1

Iam trying to connect to hdfs locally via intelliJ installed on my laptop.The cluster I'am trying to connect to is Kerberized with an edge node. I generated a keytab for the edge node and configured that in the code below. Iam able to login to the edgenode now. But when I now try to access the hdfs data which is on the namenode it throws an error. Below is the Scala code that is trying to connect to hdfs:

import org.apache.spark.sql.SparkSession
import org.apache.hadoop.conf.Configuration
import org.apache.hadoop.fs.{FileSystem, Path}
import org.apache.hadoop.security.{Credentials, UserGroupInformation}
import org.apache.hadoop.security.token.{Token, TokenIdentifier}
import java.security.{AccessController, PrivilegedAction, PrivilegedExceptionAction}
import java.io.PrintWriter

object DataframeEx {
  def main(args: Array[String]) {
    // $example on:init_session$
    val spark = SparkSession
      .builder()
      .master(master="local")
      .appName("Spark SQL basic example")
      .config("spark.some.config.option", "some-value")
      .getOrCreate()

    runHdfsConnect(spark)

    spark.stop()
  }

   def runHdfsConnect(spark: SparkSession): Unit = {

    System.setProperty("HADOOP_USER_NAME", "m12345")
    val path = new Path("/data/interim/modeled/abcdef")
    val conf = new Configuration()
    conf.set("fs.defaultFS", "hdfs://namenodename.hugh.com:8020")
    conf.set("hadoop.security.authentication", "kerberos")
    conf.set("dfs.namenode.kerberos.principal.pattern","hdfs/_HOST@HUGH.COM")

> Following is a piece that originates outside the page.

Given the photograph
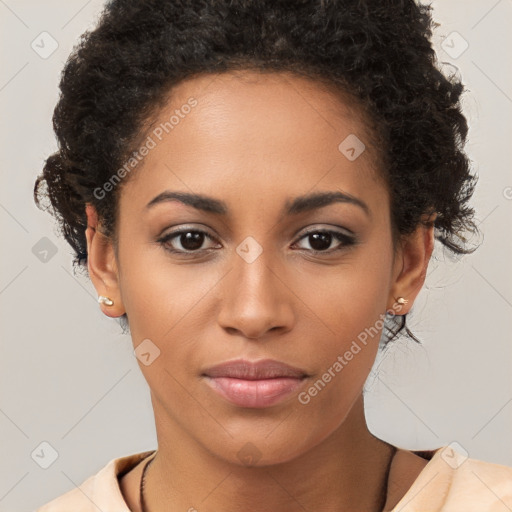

    UserGroupInformation.setConfiguration(conf);
    val ugi=UserGroupInformation.loginUserFromKeytabAndReturnUGI("m12345@HUGH.COM","C:\\Users\\m12345\\Downloads\\m12345.keytab");

    println(UserGroupInformation.isSecurityEnabled())
     ugi.doAs(new PrivilegedExceptionAction[String] {
       override def run(): String = {
         val fs= FileSystem.get(conf)
         val output = fs.create(path)
         val writer = new PrintWriter(output)
         try {
           writer.write("this is a test")
           writer.write("\n")
         }
         finally {
           writer.close()
           println("Closed!")
         }
          "done"
       }
     })
  }
}

Iam able to log into the edgenode. But when Iam trying to write to hdfs (the doAs method) it throws the following error:

WARN Client: Exception encountered while connecting to the server : java.lang.IllegalArgumentException: Server has invalid Kerberos principal: hdfs/namenodename.hugh.com@HUGH.COM
18/06/11 12:12:01 ERROR UserGroupInformation: PriviledgedActionException m12345@HUGH.COM (auth:KERBEROS) cause:java.io.IOException: java.lang.IllegalArgumentException: Server has invalid Kerberos principal: hdfs/namenodename.hugh.com@HUGH.COM
18/06/11 12:12:01 ERROR UserGroupInformation: PriviledgedActionException as:m12345@HUGH.COM (auth:KERBEROS) cause:java.io.IOException: Failed on local exception: java.io.IOException: java.lang.IllegalArgumentException: Server has invalid Kerberos principal: hdfs/namenodename.hugh.com@HUGH.COM; Host Details : local host is: "INMBP-m12345/172.29.155.52"; destination host is: "namenodename.hugh.com":8020; 
Exception in thread "main" java.io.IOException: Failed on local exception: java.io.IOException: java.lang.IllegalArgumentException: Server has invalid Kerberos principal: hdfs/namenodename.hugh.com@HUGH.COM; Host Details : local host is: "INMBP-m12345/172.29.155.52"; destination host is: "namenodename.hugh.com":8020

If I log into the edgenode and do a kinit and then access the hdfs its fine. So why am I not able to access the hdfs namenode when Iam able to log into the edgenode?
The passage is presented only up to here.